Hi! Looks pretty interesting - few questions/thoughts:
1. Could you talk a bit more about your behavioral-training? If ace-control is trained on behavioral recordings, would it choose the most efficient path for the agent to take to complete a task? I'm guessing humans choose naturally take less-optimal steps.
2. What causes the huge speed increase? I'm guessing there were a lot of optimizations made, especially since this behavioral-training seems very different from vision models. I'm guessing the model is smaller, so it's interesting that accuracy is highest. I'd be interested to see a comparison vs. 4o-mini
3. Would be neat for it to handle instructions offline/locally - like "connect me to wifi" ;)
4. Would be cool if agent could work in the background so I can do something else in the meantime. ;)
How does it perform on e.g. WebVoyager, WebArena, or OSWorld? These seem to be the oft-cited benchmarks when comparing computer-use agents.
First, I am extremely impressed by the demo. It looks truly groundbreaking.
Could you elaborate on the types of tasks and data sources used to train Ace, and how these contribute to its performance on desktop automation?
Ace is said to outperform other models on your suite of computer use tasks. Can you provide more details on these benchmarks and how Ace compares to existing automation tools?

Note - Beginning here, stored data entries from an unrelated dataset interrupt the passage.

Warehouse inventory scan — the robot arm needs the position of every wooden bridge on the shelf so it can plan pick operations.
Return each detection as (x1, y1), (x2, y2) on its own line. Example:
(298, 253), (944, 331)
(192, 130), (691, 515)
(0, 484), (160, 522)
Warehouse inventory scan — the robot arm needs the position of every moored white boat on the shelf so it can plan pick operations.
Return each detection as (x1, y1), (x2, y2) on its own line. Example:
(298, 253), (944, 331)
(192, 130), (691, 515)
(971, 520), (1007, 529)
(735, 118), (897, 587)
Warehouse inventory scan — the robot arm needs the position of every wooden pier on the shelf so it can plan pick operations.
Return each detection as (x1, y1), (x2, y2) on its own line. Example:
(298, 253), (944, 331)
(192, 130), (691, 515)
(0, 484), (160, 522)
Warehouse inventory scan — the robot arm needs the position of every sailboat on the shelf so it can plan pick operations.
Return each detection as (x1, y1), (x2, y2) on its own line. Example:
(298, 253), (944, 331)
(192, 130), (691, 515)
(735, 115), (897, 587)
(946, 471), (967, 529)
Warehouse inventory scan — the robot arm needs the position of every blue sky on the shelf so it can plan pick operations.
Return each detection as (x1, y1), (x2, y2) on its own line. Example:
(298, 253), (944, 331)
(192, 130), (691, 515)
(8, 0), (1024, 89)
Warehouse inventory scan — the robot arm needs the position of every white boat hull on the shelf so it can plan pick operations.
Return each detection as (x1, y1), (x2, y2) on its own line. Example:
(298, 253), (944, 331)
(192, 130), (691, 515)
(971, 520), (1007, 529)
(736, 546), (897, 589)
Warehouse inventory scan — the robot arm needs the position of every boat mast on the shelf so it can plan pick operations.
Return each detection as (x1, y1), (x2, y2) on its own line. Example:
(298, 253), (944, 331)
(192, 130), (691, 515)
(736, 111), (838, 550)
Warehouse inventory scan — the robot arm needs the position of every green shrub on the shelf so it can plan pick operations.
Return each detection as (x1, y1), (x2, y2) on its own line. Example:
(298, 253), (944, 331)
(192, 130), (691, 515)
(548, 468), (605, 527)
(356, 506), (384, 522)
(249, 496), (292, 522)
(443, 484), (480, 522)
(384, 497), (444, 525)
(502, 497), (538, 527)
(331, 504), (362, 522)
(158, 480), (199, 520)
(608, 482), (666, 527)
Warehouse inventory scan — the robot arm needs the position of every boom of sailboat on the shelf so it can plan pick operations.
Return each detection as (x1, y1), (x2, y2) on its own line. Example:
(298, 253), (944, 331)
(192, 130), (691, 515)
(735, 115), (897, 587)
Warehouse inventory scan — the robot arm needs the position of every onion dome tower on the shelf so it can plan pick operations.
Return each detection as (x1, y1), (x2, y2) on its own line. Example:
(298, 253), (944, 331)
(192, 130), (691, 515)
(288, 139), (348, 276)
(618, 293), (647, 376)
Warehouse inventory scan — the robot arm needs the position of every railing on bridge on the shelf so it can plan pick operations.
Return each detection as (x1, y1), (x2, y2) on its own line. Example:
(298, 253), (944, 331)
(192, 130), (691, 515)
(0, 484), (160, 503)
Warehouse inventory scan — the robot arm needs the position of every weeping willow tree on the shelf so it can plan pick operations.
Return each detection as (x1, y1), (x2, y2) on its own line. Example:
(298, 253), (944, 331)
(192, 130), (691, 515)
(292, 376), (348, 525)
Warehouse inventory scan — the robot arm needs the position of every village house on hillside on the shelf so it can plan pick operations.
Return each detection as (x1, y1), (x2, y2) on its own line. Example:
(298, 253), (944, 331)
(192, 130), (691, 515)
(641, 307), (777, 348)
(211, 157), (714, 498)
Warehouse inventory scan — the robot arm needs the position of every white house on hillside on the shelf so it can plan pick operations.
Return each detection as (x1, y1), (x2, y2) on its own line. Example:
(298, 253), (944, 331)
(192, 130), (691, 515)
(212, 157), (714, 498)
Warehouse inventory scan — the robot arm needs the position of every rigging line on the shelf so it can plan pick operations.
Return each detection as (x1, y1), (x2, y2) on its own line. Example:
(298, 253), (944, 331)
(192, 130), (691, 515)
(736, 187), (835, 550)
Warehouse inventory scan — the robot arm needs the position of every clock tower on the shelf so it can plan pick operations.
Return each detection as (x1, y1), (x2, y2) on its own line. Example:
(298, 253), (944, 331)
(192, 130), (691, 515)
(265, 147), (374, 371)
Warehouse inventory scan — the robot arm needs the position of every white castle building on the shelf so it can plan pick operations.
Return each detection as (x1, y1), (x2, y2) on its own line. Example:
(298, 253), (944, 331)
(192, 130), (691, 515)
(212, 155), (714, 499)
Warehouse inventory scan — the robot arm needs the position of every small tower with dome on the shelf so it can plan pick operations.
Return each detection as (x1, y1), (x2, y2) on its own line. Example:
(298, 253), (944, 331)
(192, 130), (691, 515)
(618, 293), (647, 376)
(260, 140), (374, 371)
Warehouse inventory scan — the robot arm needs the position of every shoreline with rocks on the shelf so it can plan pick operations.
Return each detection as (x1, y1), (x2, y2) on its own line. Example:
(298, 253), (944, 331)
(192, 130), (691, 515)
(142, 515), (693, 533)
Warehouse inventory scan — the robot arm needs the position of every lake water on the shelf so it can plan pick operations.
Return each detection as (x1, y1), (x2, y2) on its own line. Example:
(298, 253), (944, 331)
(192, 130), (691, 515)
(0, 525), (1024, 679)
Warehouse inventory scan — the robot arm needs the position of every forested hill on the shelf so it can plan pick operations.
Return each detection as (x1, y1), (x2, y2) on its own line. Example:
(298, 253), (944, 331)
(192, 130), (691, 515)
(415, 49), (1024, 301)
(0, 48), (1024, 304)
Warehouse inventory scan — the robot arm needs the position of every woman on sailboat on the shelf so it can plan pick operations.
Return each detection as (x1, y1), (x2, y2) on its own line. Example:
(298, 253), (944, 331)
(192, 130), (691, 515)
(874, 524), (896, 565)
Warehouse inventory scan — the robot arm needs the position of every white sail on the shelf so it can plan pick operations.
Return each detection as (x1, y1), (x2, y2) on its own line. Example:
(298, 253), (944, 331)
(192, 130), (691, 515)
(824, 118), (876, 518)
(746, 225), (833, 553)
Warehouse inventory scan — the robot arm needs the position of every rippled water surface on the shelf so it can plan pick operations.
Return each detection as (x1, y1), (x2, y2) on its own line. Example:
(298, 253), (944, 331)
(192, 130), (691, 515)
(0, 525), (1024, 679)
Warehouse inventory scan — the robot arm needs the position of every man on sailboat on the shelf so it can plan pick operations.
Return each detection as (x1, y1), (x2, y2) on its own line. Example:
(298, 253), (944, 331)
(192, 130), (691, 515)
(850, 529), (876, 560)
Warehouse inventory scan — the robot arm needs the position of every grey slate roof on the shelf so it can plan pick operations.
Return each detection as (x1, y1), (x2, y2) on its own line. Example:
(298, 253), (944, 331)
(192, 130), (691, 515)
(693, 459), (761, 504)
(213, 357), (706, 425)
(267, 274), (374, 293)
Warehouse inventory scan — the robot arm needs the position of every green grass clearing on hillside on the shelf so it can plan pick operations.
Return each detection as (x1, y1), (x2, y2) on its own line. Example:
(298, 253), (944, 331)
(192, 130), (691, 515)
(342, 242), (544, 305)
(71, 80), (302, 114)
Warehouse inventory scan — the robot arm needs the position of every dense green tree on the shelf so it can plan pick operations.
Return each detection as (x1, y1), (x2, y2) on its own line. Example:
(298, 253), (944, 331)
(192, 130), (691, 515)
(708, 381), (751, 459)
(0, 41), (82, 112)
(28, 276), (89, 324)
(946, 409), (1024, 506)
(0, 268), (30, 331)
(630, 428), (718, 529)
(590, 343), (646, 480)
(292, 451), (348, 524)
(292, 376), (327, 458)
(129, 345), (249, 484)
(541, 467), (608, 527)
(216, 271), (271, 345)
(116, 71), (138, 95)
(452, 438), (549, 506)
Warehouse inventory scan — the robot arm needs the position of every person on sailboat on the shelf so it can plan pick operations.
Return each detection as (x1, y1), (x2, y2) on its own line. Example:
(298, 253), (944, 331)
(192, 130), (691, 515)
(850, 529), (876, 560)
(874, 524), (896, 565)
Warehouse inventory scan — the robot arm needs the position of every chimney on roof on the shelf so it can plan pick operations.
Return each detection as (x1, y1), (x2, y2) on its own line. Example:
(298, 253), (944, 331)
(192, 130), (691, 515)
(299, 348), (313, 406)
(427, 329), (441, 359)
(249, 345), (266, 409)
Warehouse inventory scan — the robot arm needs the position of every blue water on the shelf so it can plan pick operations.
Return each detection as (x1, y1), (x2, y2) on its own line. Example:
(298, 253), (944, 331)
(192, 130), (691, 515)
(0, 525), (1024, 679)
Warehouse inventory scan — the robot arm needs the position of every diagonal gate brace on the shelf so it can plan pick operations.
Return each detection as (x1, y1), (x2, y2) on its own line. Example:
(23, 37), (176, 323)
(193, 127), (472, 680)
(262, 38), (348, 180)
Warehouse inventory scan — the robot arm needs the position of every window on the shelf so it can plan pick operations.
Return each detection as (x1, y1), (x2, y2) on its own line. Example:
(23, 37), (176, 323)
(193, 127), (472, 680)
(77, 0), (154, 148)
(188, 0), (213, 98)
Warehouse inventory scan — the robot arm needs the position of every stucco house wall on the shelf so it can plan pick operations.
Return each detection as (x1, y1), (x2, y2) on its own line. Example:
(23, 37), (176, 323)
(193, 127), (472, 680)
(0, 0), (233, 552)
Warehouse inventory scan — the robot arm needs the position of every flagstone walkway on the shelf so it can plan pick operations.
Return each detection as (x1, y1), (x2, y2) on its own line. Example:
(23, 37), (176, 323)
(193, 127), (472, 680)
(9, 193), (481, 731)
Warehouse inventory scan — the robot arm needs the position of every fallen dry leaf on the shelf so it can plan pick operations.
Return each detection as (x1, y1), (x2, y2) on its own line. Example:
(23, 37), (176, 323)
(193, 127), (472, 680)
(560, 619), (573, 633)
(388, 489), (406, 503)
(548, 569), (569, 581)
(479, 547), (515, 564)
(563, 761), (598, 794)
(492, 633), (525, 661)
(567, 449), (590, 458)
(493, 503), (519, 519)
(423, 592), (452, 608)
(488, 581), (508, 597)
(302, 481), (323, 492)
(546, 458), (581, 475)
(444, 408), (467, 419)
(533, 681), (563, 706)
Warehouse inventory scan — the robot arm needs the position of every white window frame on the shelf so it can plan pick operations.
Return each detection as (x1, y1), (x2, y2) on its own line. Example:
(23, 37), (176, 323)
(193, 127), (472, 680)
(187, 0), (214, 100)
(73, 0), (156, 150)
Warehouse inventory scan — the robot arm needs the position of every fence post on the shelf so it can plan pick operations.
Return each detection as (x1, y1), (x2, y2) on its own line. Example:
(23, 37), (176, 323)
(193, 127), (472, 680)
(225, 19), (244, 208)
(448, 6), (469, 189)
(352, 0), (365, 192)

Amazing performance! Do you anticipate making the model available for commercial use or are you primarily focused on releasing agents built upon it?
From your site, "Ace works like we do—performing mouse clicks and keystrokes based on the screen and prompt—trained with <3 by our team of software specialists and domain experts on over a million tasks."
Is there a way to train or augment training on applications you've never seen before? We have a bunch of custom Java applications that we use in finance, curious about some additional automation.